# Book Review:  DEAD WITCH WALKING by Kim Harrison



## Carolyn Hill (Oct 4, 2006)

_Dead Witch Walking_
Kim Harrison

Review by Carolyn Hill
October 2006

Set in an alternate modern-day Cincinnati where humans coexist uneasily with supernatural residents of the Hallows, Kim Harrison’s _Dead Witch Walking_ delivers refreshing, lively, and  tension-packed entertainment.

When Rachel Morgan, a white witch, quits her job catching criminals for the government and starts her own agency, her former employer marks her for death.  Rachel and her new partners—a control-freak, living vampire and an irreverent, temperamental pixie—set up shop and home in an old church, learning to cope with one another’s idiosyncrasies as they fend off assassins and pursue a case against a mysterious biodrug runner.

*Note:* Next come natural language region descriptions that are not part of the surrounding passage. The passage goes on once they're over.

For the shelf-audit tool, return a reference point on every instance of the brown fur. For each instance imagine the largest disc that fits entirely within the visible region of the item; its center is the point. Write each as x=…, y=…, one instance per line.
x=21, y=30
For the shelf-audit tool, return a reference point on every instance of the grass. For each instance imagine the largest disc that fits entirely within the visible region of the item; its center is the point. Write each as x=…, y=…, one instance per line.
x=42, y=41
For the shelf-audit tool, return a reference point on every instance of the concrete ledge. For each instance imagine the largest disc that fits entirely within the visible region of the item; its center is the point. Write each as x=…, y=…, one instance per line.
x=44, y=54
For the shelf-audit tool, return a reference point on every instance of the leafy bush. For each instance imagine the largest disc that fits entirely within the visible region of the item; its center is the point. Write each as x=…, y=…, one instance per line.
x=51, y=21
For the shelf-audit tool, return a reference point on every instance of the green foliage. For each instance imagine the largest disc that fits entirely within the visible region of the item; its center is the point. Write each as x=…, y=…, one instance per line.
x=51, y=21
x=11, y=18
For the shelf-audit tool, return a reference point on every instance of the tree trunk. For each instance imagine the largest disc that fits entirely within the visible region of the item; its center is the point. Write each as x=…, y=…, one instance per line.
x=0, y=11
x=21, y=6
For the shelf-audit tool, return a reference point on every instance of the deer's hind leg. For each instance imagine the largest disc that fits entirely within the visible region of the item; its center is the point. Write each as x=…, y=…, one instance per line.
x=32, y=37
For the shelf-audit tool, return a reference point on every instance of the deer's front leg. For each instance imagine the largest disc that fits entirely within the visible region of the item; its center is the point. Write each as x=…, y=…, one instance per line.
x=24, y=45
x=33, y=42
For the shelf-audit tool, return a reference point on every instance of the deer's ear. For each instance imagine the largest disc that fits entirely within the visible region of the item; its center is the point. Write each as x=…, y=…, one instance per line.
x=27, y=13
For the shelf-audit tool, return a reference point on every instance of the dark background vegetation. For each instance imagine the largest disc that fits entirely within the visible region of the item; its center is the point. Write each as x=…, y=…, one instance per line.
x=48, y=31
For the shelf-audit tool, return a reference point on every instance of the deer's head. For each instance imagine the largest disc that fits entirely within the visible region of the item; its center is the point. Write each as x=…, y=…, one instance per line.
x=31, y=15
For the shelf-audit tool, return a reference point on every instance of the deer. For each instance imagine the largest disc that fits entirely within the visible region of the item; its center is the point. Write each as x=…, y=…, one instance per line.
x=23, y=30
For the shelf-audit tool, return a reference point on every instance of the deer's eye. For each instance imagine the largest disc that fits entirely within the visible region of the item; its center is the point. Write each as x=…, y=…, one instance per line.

The three main characters—Rachel the witch, Ivy the vampire, and Jenks the pixie—are intriguing.  All three are loyal, courageous, and likeable, but each has flaws that make for interesting reading.  Rachel is principled, determined, and quick to adapt, but despite her fear of the black magic that killed her father, she’s too drawn toward danger for her own good.  Ivy has dark secrets in her past, and although she longs for Rachel’s trust and hasn’t drunk blood in three years, she’s on edge and close to sinking her teeth in Rachel’s neck.  Jenks is a family man with a loving wife and a swarm of cheerful, battle-savvy children, but his pride and his temper are quick to flare, and his tongue cuts as sharply as his sword.

Add a host of entertaining secondary characters, physical action, quiet humor, supernatural confrontation, sexual tension, a deadly demon, murderous fairies, and liberal use of spells and ley line magic.  Stir well, and you have a thoroughly enchanting and clever novel.

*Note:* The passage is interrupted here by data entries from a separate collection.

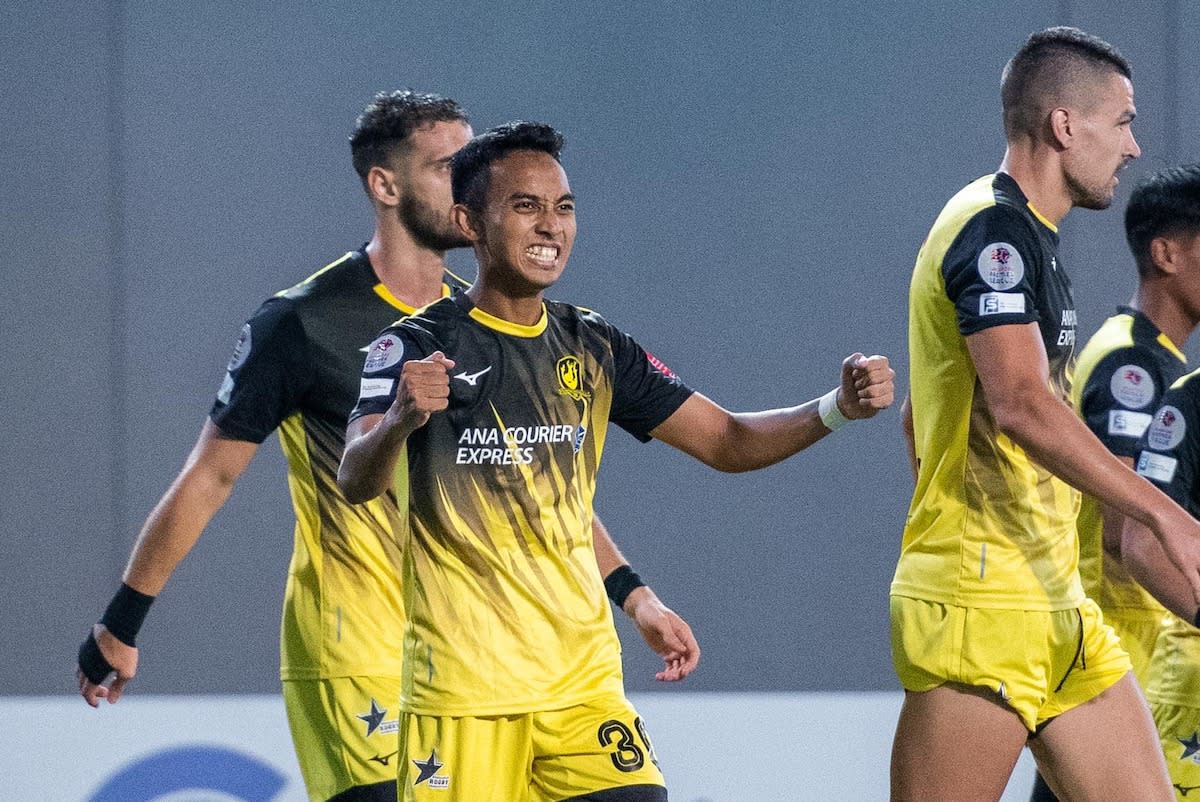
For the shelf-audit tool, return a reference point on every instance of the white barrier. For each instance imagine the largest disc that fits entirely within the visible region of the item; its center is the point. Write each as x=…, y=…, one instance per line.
x=713, y=748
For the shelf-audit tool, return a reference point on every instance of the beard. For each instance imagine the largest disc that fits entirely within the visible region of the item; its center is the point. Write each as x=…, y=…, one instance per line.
x=431, y=229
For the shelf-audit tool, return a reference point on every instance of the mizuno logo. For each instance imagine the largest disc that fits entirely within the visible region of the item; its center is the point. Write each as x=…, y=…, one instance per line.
x=472, y=378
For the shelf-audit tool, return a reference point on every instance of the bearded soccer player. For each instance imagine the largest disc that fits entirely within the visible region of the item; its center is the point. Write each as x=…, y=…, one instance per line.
x=499, y=402
x=295, y=369
x=994, y=639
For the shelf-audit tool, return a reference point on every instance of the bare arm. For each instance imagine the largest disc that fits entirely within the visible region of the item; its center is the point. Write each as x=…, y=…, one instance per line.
x=748, y=441
x=910, y=434
x=1144, y=557
x=661, y=627
x=373, y=443
x=169, y=532
x=1013, y=372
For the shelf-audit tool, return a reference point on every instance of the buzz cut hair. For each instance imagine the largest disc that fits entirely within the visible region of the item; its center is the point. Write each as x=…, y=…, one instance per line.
x=471, y=167
x=1163, y=204
x=390, y=119
x=1054, y=67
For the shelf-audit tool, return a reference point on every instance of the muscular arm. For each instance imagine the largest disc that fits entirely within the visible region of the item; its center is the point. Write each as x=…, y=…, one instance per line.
x=1013, y=372
x=748, y=441
x=661, y=628
x=169, y=532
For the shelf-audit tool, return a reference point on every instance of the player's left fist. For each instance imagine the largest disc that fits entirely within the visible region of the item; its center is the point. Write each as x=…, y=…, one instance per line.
x=868, y=384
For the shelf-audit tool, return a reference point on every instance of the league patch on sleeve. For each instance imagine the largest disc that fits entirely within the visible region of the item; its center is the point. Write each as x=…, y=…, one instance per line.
x=383, y=353
x=1157, y=467
x=1123, y=423
x=1132, y=387
x=1002, y=304
x=1167, y=429
x=373, y=388
x=1000, y=265
x=240, y=349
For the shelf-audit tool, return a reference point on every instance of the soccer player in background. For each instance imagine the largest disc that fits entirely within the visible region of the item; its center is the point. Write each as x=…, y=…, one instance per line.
x=295, y=369
x=498, y=402
x=1120, y=378
x=993, y=636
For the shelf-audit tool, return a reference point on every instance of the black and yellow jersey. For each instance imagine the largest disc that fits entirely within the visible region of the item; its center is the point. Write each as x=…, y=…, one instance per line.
x=1120, y=378
x=295, y=367
x=507, y=609
x=988, y=527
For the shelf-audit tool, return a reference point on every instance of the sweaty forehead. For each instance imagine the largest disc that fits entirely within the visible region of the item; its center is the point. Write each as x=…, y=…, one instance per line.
x=527, y=172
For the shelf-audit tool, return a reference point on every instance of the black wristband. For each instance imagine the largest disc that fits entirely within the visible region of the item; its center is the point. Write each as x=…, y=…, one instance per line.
x=91, y=660
x=125, y=614
x=621, y=582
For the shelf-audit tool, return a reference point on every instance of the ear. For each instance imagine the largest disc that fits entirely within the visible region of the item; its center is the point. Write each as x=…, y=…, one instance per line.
x=1164, y=255
x=382, y=186
x=466, y=222
x=1061, y=127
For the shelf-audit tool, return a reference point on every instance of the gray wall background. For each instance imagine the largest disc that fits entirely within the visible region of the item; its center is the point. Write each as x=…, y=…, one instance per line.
x=754, y=181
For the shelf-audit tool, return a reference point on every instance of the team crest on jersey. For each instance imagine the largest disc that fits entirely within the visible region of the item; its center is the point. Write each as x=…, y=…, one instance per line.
x=570, y=378
x=1167, y=430
x=1132, y=387
x=1001, y=265
x=383, y=353
x=240, y=349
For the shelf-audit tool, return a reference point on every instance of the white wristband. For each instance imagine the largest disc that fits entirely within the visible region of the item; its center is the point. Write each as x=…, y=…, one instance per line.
x=831, y=416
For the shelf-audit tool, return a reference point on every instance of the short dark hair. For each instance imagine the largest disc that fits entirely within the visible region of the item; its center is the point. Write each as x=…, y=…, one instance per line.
x=471, y=167
x=387, y=123
x=1051, y=67
x=1164, y=203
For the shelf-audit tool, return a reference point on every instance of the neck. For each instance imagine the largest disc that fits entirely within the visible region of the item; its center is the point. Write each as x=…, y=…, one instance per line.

Dead Witch Walking not only completely satisfies as a standalone read, but also simultaneously sets up characters and tension that will develop in ever more surprising ways as Rachel Morgan’s story continues in the next three novels in the series:  _The Good, the Bad, and the Undead_; _Every Which Way But Dead_; and _A Fistful of Charms_.


----------



## Teresa Edgerton (Oct 5, 2006)

Intriguing review, Carolyn.  It makes me think I may have been missing out on something good, not having read anything of Harrison's so far.


----------